ARENDT pense avant tout le totalitarisme comme un fait radicalement nouveau, une rupture à propos de laquelle elle écrira que  » le fil de la tradition est rompu « . Son originalité apparaît surtout dans la manière incisive avec laquelle elle montre le renversement des activités de l’homme et des valeurs dans la vie politique actuelle. Les pages les plus importantes de son oeuvre sont celles où elle traite du totalitarisme, phénomène qui résulte à ses yeux de la substitution de l’idéologie à la pensée politique. Dans son ouvrage sur les «origines du totalitarisme» Hannah ARENDT y procède à une histoire politique et sociale des juifs depuis le XVIIIème siècle. ARENDT distingue l’antisémitisme social de l’antisémitisme politique. L’antisémitisme politique vient de ce que certains privilèges ayant été accordés aux juifs, ceux-ci ont constitué un groupe à part, solidaire des États. Dès lors, tout conflit avec l’État devient antisémite. L’antisémitisme social, en revanche, est dû à l’égalité croissante des juifs avec les autres.
Hannah ARENDT y développe le thème de l’impérialisme qui se manifeste de deux façons. D’une part, ARENDT raconte l’histoire de la désintégration de l’État-Nation et montre ainsi les conditions nécessaires à l’émergence des mouvements et gouvernements totalitaires.
L’impérialisme colonial est la recherche de l’expansion pour l’expansion, pour des motifs non pas politiques mais économiques. D’autre part, ARENDT analyse aussi le phénomène des minorités et l’apparition des apatrides qui, dans le système des États-Nations, ne peuvent être promis qu’à l’assimilation ou la liquidation. Ils ne peuvent obtenir leur salut qu’en transgressant les lois ou en accédant au « génie ».
Hannah ARENDT développe surtout le thème du totalitarisme qui est un phénomène historique sans précédent qu’on ne peut penser avec les anciennes catégories que sont la tyrannie, analysée par Platon, le despotisme, analysé par Montesquieu ou la dictature. Le totalitarisme se caractérise d’abord par le phénomène des masses. Les masses se définissent par trois variables :
La grandeur numérique.
Un ensemble de gens sans éducation politique, hors des partis et des syndicats. Les masses sont créées par les crises économiques et l’effondrement des classes moyennes qui ne trouvent pas dans les projets politiques des parlementaires des projets correspondants à leur situation. La société est atomisée.
Une solidarité négative de foules désemparées, d’hommes isolés à qui le chef totalitaire donne un langage et un semblant de dignité.
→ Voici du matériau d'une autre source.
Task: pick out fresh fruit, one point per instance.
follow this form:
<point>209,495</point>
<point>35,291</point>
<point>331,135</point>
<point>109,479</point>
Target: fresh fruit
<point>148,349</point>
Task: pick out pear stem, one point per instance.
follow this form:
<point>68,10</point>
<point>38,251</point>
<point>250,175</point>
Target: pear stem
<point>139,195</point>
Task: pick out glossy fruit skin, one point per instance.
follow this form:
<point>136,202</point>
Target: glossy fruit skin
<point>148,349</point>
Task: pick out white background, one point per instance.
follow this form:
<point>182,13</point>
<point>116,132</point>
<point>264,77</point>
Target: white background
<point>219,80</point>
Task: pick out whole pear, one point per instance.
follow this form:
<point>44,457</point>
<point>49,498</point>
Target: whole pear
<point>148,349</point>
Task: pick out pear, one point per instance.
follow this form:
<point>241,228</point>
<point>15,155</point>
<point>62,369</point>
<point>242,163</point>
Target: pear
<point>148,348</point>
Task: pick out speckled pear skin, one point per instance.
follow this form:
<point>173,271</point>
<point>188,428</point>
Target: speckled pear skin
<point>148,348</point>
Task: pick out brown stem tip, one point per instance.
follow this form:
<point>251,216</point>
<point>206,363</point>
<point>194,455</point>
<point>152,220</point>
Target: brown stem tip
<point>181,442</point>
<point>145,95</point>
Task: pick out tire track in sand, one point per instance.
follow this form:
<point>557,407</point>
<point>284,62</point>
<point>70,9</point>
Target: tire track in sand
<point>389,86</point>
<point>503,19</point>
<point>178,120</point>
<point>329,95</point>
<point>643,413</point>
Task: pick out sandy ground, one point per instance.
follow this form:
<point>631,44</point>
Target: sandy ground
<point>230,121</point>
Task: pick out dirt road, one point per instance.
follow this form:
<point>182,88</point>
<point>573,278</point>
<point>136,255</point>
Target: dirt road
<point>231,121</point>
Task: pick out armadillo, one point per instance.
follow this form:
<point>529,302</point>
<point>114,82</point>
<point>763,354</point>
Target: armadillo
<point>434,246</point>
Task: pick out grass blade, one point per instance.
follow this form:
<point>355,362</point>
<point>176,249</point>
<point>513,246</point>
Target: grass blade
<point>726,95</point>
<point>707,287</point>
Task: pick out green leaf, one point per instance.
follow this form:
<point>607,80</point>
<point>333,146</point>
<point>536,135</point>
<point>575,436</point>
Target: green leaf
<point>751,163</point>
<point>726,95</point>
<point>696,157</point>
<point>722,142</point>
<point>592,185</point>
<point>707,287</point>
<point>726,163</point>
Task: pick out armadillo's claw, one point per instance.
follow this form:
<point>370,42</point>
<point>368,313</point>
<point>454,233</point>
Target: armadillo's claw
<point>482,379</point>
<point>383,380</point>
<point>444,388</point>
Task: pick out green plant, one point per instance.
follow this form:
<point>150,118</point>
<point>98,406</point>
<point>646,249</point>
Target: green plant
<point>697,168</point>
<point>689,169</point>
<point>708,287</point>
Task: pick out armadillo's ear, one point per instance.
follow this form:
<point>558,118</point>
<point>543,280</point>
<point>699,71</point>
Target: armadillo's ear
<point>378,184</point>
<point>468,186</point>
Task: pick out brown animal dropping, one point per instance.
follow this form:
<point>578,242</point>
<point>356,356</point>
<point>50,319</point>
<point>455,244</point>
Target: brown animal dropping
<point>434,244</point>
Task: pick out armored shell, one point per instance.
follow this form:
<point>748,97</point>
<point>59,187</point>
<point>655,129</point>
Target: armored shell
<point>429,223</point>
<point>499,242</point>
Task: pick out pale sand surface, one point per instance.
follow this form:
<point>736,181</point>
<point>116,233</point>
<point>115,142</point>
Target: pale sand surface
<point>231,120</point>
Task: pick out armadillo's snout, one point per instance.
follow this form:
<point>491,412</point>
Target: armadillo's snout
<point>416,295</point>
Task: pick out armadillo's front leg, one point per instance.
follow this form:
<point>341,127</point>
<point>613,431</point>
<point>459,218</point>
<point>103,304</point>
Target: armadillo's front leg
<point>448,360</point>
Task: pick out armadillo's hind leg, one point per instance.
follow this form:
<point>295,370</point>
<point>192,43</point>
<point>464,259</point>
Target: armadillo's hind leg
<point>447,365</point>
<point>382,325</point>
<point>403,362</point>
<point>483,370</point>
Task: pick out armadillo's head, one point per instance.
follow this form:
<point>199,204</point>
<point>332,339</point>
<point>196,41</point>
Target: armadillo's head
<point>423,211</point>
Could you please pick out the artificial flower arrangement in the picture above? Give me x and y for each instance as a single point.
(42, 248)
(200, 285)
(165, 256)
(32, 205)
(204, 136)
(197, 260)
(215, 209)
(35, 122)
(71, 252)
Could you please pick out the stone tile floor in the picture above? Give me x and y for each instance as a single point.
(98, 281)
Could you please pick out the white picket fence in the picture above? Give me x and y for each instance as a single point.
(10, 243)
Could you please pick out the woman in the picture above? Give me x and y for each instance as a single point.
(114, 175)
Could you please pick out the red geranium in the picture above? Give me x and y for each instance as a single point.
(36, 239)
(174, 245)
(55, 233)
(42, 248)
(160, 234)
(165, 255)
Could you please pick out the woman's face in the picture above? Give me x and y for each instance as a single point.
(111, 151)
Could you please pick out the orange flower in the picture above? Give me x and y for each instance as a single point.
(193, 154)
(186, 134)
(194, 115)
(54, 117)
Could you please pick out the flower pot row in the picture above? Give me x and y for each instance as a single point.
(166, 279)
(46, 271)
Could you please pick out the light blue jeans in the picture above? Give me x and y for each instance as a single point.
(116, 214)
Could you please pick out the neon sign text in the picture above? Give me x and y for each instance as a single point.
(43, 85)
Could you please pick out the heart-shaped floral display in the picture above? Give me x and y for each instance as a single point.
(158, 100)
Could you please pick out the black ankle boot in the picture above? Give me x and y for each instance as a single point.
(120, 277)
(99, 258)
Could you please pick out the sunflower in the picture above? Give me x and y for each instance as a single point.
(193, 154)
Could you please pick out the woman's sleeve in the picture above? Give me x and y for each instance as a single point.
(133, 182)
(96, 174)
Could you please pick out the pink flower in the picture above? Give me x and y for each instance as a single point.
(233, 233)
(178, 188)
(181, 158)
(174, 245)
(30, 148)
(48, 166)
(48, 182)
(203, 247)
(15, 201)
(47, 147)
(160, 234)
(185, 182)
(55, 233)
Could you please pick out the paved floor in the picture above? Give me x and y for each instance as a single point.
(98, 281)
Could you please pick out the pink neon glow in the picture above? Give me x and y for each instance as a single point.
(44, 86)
Hannah ARENDT définit la tyrannie dans le chapitre «Idéologie et terreur» : c’est «l’arbitraire du pouvoir, non limité par des lois, son exercice, au profit du gouvernant, et hostile aux intérêts des gouvernés d’une part, et d’autre part la peur, pour principe d’action – peur du peuple ressentie par le gouvernant, peur du gouvernant éprouvée par le peuple – telles ont été, tout au long de notre tradition, les marques distinctives de la tyrannie». Elle montre qu’une certaine forme de loi au contraire constitue l’essence même du totalitarisme. Le totalitarisme «prétend obéir rigoureusement et sans équivoque à ces lois de la Nature et de l’Histoire dont toutes les lois positives ont toujours été censées sortir». La loi de l’Histoire est une déformation de la pensée marxiste de même que la loi de la Nature était une mauvaise interprétation des idées de Darwin. Elle consiste à éliminer tous ceux qui pouvaient par leur seule existence freiner l’avènement de la société communiste. Toutes deux s’appliquent d’une manière systématique et aveugle, et ne souffrent ni discussion ni exception. «La légitimité totalitaire, dans son défi à la légalité et dans sa prétention à instaurer le règne direct de la justice sur la terre, accomplit la loi de l’Histoire ou de la Nature sans la traduire en normes de bien et de mal pour la conduite individuelle» écrit ARENDT. Autrement dit le totalitarisme pulvérise nos catégories politiques et nos critères de jugement moral. Les dirigeants ne prétendent pas être justes mais exécuter des lois historiques ou naturelles. La terreur sacrifie les parties au profit du tout, on élimine l’individu au profit de l’espèce. Culpabilité et innocence deviennent des notions dépourvues de sens. «La terreur totale, l’essence du régime totalitaire, n’existe ni pour les hommes ni contre eux. Elle est censée fournir aux forces de la Nature ou de l’Histoire un incomparable moyen d’accélérer leur mouvement » dit ARENDT.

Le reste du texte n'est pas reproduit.